Aren Cambre's picture

Even more TxDPS progress

I can report even more TxDPS progress.

It turns out the problems pictured in the prior entry are for tickets were written on I-20 Business in or near Odessa:

What's going on here is I have a C# program that correlates each TxDPS ticket with a TxDOT reference marker. TxDOT's data has GPS coordinates.

These tickets on the left side of the picture were written at I-20 Business's reference markers. These markers have the same numbers as I-20 mainlane mile markers several miles east of Abilene, on the right side of the picture.

Why are the same numbers so far apart?

As explained in prior entries here, all Texas roads except Interstates use a reference marker system.

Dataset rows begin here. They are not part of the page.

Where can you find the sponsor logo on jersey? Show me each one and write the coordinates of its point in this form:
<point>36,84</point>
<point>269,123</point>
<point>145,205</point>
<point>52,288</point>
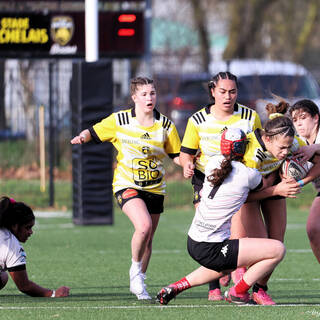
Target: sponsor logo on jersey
<point>145,149</point>
<point>129,193</point>
<point>146,136</point>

A road's reference marker increments only after the road crosses a gridline. This is on a grid superimposed on the state. These reference markers don't exactly indicate a mile of pavement unless the road direction is exactly N/S or E/W.

Texas Interstates use a mile marker system, where each mile of roadbed = 1 mile marker.

While "I-20 Business" in and near Odessa has "Interstate" in its name, it is in fact part of the state highway system. It is not part of the Interstate system or even the US highway system. So these Interstate business spurs/routes/loops use the reference marker system instead of the mile marker system.

It's just coincidence that the I-20 Business reference markers' numbers were matching Interstate mile marker numbers from many miles away.

US 181 through Beeville, TXI thought I had designed my reference marker locator C# program to only find reference markers within the same county. Turns out I had only done 1 of 2 steps needed to make this happen. After correcting the program and letting it run another 9 hours, I have much-improved data.

But I still found problems. An example is in Beeville, TX, where you have US 181 and US 181 Business. In the image at right, the business route appears on the left, and the main route appears on the right.

(What's with the J? It's actually Business US 181-J. Each business route along a road--and there can be several if the main road bypasses towns--has its own, unique letter suffix.)

While both these roads use the reference marker system, their numbering isn't parallel. For example, notice how the business route's reference marker 570 is parallel to markers 590/588 on the main route. This is an example where the system is not always contigious, although that doesn't matter much because I do have reasonable latitude and longitude for each reference marker.

Back to the point: if a ticket was written at the business route's reference marker 570, the TxDPS ticket data says it was written at US 181 rm 570. If this is all the TxDPS data gives me, how do I know if this refers to the US 181 business route rm 570 or the US 181 main lanes rm 570? While the main lanes' rm 570 is a few miles north, they are both in the same county. So my prior scheme, where I only match reference markers in the same county, can't handle this.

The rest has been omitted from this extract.